Target: Greyhound Racing New South Wales Chief Executive Brent Hogan
Goal: Protect racing greyhounds from abuse, mistreatment, and abandonment.
Recent inquiries into Australia’s greyhound racing industry have revealed rampant cruelty, drugging, and unnecessary death. Along with the constant risk of injury for these quick canines, dogs used for racing now face increasing pressure to uphold the weakening racing industry as attendee base declines.
Every year in Australia alone, thousands of dogs are put to death for being slow, injured, or simply not a good enough candidate for racing. Of the 8,000 bred every year, 3,000 are euthanized as puppies, and even more are euthanized for growing past their prime or becoming injured during a race.
Dogs that do not sustain grave injuries are sometimes drugged and forced to race anyway, which can cause further injury and greater pain afterward. Some racing greyhounds have been found to have morphine or other pain-killing narcotics in their bloodstreams after racing. Blood tests have also indicated the presence of performance enhancing drugs in some racing dogs. This year, 70 dogs have tested positive for banned substances, while an unknown number of conventional drugs such as cocaine, amphetamines, and enhancing hormones go undetected.
Those dogs that are not euthanized are placed with shelters in attempts to find them a home. Upon their arrival at the shelter, many are found to exhibit symptoms of neglect and poor health – some are even in need of emergency treatment. Many of the female dogs are in poor condition due to over-breeding: the body becomes depleted of minerals and nutrients required to remain strong. Others show clear signs of abuse: one dog lost its eye after being hit with a belt buckle by its owner.
It is time for the Australian racing industry to stop exploiting intelligent creatures for the entertainment of gamblers. Fewer dogs should be reared each year to counteract the high rates of euthanasia. The use of drugs on racing dogs must be closely watched, and cruelty should be punished with the loss of permission to raise and race dogs.
Dear Greyhound Racing NSW Chief Executive Brent Hogan,
A recent inquiry into Australia’s greyhound racing industry uncovered mass euthanasia, mistreatment, drugging, and neglect toward dogs. As the world’s largest dog racing industry, it is imperative that Australia’s standards for treatment are improved and enforced.
Over 3000 greyhounds per year are euthanized after being deemed unprofitable, while only 52 have been adopted into family homes. Reasons for this mass euthanasia span from injuries to simply being not fast enough to race.

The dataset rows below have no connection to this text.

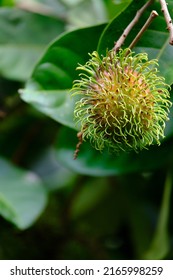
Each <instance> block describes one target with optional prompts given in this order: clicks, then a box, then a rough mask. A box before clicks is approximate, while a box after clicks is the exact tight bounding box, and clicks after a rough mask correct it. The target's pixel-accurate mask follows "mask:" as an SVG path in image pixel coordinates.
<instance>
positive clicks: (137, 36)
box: [129, 11, 158, 49]
mask: <svg viewBox="0 0 173 280" xmlns="http://www.w3.org/2000/svg"><path fill="white" fill-rule="evenodd" d="M157 16H158V13H157V12H156V11H152V12H151V14H150V16H149V18H148V19H147V21H146V23H145V24H144V26H143V27H142V28H141V30H140V31H139V33H138V34H137V35H136V37H135V39H134V40H133V41H132V43H131V44H130V46H129V49H132V48H133V47H134V46H135V45H136V44H137V42H138V41H139V39H140V38H141V37H142V35H143V33H144V32H145V31H146V30H147V28H148V27H149V25H150V24H151V23H152V21H153V20H154V19H155V17H157Z"/></svg>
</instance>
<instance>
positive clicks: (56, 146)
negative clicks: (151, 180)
mask: <svg viewBox="0 0 173 280" xmlns="http://www.w3.org/2000/svg"><path fill="white" fill-rule="evenodd" d="M77 142H78V139H77V136H76V132H75V131H74V130H71V129H68V128H66V127H63V128H62V129H61V131H60V132H59V135H58V138H57V143H56V156H57V159H58V160H59V161H60V162H61V163H62V164H63V165H64V166H66V167H68V168H70V169H71V170H73V171H75V172H77V173H80V174H86V175H91V176H110V175H121V174H127V173H132V172H149V171H152V170H154V169H156V168H159V167H161V166H164V165H165V164H166V163H167V161H169V160H170V159H171V158H172V157H173V146H172V139H169V140H168V141H165V142H163V143H162V144H161V146H152V147H150V149H149V150H143V151H141V152H140V153H138V154H137V153H134V152H131V153H124V152H123V153H122V154H119V155H116V154H115V155H112V154H110V153H109V152H107V151H104V152H103V153H100V152H99V151H97V150H95V149H94V148H92V147H91V145H90V143H89V142H84V143H83V144H82V146H81V148H80V152H79V155H78V158H77V159H76V160H74V159H73V155H74V151H75V149H76V144H77Z"/></svg>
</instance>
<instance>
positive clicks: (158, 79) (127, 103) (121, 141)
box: [73, 49, 171, 152]
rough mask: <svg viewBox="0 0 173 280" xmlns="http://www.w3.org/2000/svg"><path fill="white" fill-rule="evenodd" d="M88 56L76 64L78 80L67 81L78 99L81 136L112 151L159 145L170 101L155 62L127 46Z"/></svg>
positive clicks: (102, 149)
mask: <svg viewBox="0 0 173 280" xmlns="http://www.w3.org/2000/svg"><path fill="white" fill-rule="evenodd" d="M90 56H91V58H90V60H89V61H88V62H87V63H86V64H85V65H84V66H79V67H78V68H77V69H78V70H81V74H80V79H79V80H76V81H75V82H74V85H73V91H74V94H75V95H76V94H77V95H78V96H79V97H80V98H79V100H78V101H77V102H76V106H75V112H74V114H75V119H76V122H79V123H80V126H81V133H82V138H83V140H85V139H89V140H90V141H91V143H92V145H93V146H94V147H95V148H96V149H98V150H100V151H101V150H103V149H104V148H105V147H108V148H109V149H111V150H113V151H115V152H120V151H122V150H123V151H129V150H135V151H139V150H141V149H143V148H147V147H148V146H149V145H151V144H155V143H157V144H160V139H161V138H163V137H164V128H165V121H167V120H168V112H169V108H170V105H171V102H170V101H169V91H168V86H167V85H166V84H165V82H164V78H163V77H160V76H159V75H158V70H157V65H158V64H157V61H156V60H148V56H147V54H145V53H139V54H134V53H133V52H132V51H130V50H129V49H125V50H120V51H119V52H118V53H117V54H116V53H115V52H114V51H113V50H112V51H109V52H108V53H107V55H106V56H105V57H102V58H101V57H100V56H99V55H98V53H97V52H93V53H92V54H91V55H90Z"/></svg>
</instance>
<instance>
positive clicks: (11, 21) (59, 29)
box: [0, 8, 64, 81]
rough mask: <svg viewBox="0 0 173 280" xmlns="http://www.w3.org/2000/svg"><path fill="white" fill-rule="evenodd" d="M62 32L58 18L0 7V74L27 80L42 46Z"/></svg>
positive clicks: (43, 46) (53, 38)
mask: <svg viewBox="0 0 173 280" xmlns="http://www.w3.org/2000/svg"><path fill="white" fill-rule="evenodd" d="M47 30H49V32H48V31H47ZM63 31H64V23H63V22H62V21H60V20H58V19H53V18H49V17H44V16H41V15H36V14H31V13H27V12H24V11H21V10H18V9H15V8H2V9H0V71H1V75H3V76H4V77H6V78H9V79H14V80H19V81H25V80H26V79H28V78H29V76H30V75H31V72H32V70H33V67H34V65H35V64H36V61H37V60H38V58H39V57H40V55H41V54H42V52H43V50H44V48H45V46H46V45H47V44H48V43H49V42H50V41H51V40H52V39H54V38H55V37H56V36H57V35H59V34H60V33H62V32H63Z"/></svg>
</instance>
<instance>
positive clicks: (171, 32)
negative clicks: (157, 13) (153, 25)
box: [160, 0, 173, 45]
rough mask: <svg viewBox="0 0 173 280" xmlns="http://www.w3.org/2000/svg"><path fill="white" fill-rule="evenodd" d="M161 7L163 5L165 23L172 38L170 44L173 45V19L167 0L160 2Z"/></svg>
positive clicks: (167, 28) (170, 40) (161, 0)
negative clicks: (171, 14)
mask: <svg viewBox="0 0 173 280" xmlns="http://www.w3.org/2000/svg"><path fill="white" fill-rule="evenodd" d="M160 5H161V11H162V13H163V15H164V17H165V21H166V24H167V29H168V30H169V34H170V38H169V44H170V45H173V24H172V19H171V17H170V14H169V11H168V7H167V3H166V1H165V0H160Z"/></svg>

Some injured dogs are given pain-killing narcotics and forced to race anyway, which causes further detriment to an injury and could result in permanent disability.
Other dogs are given performance-enhancing drugs such as hormones, or conventional drugs such as cocaine, caffeine, or amphetamines which are unlikely to show up on a test of a dog’s blood. Like in humans, these drugs can have adverse effects on the cardiovascular and nervous systems.
Veterinarians report that many dogs surrendered by the racing industry arrive in poor condition. Female dogs grow feeble after birthing too many puppies, while others show signs of neglect and starvation. Some even require emergency treatment – one dog lost its eye after an angry owner hit it with a belt buckle.
I demand that tighter regulations be imposed to cut down on Australia’s dog racing cruelty. Fewer dogs should be bred per year to cut down on the rate of unwanted dogs, while more funds should be allotted to adoption programs and shelters that take in the industry’s unwanted dogs. Owners that neglect and force drugs upon their dogs should immediately lose their ability to race and breed greyhounds.